My wife found this lizard in the garden and panicked at it's wriggle type movement. It's unusual in movement to our commonly found skinks and was wondering what sort of skink it is.


----------



## Bushman (Jul 27, 2014)

I'm confident that is a Three-toed Skink (_Saiphos equalis_).

Reasons being: elongate body and tail; reduced limbs and digits (three on each foot); colouration - chocolate brown dorsally and black on the sides.
The underside would have been yellow or orange if you happened to see it. 
Location is within the range of _S. equalis. _


----------



## Norm (Jul 27, 2014)

I understand your wifes reaction. When I was a kid I caught what was probably one of these in a big pile of leaf litter, I thought it was a snake because it didn't seem to run but rather "slithered" like a snake.


----------



## Bluetongue1 (Jul 28, 2014)

I would agree it is _Saiphos equalis_ as the dark dorsolateral line is wide and the entire side is dark, while it does nor have strong dorsal markings, which contrast with the Eastern Three-toed Skink, _Hemiergis talbingoensis_. Both have an orange or yellow belly but Saiphos has black under the end of the tail. 
For the technically minded, both have a moveable lower eye-lid but that of_ H. talbingoensis_ has a transparent disc while Saiphos does not.

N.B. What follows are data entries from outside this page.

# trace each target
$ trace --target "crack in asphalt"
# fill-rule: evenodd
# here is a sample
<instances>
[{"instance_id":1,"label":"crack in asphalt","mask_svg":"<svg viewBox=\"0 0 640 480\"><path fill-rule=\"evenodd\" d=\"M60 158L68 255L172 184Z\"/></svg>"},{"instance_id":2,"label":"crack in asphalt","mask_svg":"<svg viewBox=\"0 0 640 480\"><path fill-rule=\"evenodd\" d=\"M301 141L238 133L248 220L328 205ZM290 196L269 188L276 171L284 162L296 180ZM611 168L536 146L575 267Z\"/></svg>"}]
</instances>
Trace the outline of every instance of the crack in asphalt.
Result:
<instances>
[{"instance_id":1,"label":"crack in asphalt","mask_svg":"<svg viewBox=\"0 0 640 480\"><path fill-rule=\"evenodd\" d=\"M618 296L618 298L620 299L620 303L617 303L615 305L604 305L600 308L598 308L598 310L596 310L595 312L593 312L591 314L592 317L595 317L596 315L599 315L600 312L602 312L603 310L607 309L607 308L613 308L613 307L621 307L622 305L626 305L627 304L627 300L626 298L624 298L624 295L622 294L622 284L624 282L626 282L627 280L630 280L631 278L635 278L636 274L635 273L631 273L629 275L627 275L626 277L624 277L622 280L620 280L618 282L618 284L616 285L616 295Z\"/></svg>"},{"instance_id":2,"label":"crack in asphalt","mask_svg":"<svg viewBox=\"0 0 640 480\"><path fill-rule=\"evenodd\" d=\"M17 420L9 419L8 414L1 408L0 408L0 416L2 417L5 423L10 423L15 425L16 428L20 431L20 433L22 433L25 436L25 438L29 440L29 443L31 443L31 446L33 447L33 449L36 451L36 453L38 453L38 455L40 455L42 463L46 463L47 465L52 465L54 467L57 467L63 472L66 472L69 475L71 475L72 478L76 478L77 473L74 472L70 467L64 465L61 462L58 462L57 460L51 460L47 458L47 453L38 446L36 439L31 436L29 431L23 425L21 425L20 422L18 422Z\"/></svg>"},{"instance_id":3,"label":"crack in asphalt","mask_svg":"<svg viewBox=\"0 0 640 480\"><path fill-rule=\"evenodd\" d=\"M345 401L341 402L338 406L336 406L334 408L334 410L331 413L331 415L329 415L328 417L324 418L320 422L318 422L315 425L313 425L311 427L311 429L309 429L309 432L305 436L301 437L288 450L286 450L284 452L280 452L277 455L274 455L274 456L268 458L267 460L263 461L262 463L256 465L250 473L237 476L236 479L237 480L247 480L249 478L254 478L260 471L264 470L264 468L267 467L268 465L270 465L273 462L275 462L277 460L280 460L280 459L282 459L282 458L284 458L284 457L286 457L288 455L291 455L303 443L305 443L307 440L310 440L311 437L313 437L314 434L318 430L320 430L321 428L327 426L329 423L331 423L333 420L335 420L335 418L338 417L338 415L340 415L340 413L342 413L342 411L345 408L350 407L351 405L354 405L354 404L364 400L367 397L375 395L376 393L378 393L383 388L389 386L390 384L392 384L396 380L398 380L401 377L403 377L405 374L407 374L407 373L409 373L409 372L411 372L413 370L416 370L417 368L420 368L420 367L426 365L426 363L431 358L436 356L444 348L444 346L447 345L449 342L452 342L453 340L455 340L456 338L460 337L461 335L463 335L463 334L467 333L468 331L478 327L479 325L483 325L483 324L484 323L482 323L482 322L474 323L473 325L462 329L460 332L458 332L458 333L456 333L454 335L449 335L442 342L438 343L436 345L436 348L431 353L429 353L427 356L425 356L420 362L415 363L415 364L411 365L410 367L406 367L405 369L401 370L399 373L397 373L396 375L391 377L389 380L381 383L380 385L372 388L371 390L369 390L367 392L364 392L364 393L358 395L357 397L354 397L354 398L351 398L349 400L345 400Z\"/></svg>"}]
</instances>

These guys shelter in moist areas under rocks or logs in nature or whatever in a yard and spend much of the time cruising through the leaf litter hunting. that is why you would not see see them normally. The fact they are surviving in your garden is a very healthy sign that you are not into using heavy duty chemicals, especially pesticides, and have a healthy layer of organic mulch. 

Blue


----------



## apprenticegnome (Jul 28, 2014)

Thanks all for the replies. The movement, skinny legs and what looked initially like 2 toes or as I put it to the wife a camel toe (turned out to be 3 when I looked closer) were what made me seek an identification. It's fascinating to find something your not used to seeing everyday in the back yard.


----------



## bigg_bunny (Aug 28, 2014)

Three toes are quite common in Newcastle but still a good find.


----------



## Zincubus (Aug 30, 2014)

bigg_bunny said:


> Three toes are quite common in Newcastle but still a good find.



Newcastle UK OR is there one in Australia !?


----------



## apprenticegnome (Aug 30, 2014)

Newcastle Australia. Sorry I didn't put that in the start of the thread, I didn't even think about our twin in the UK.


----------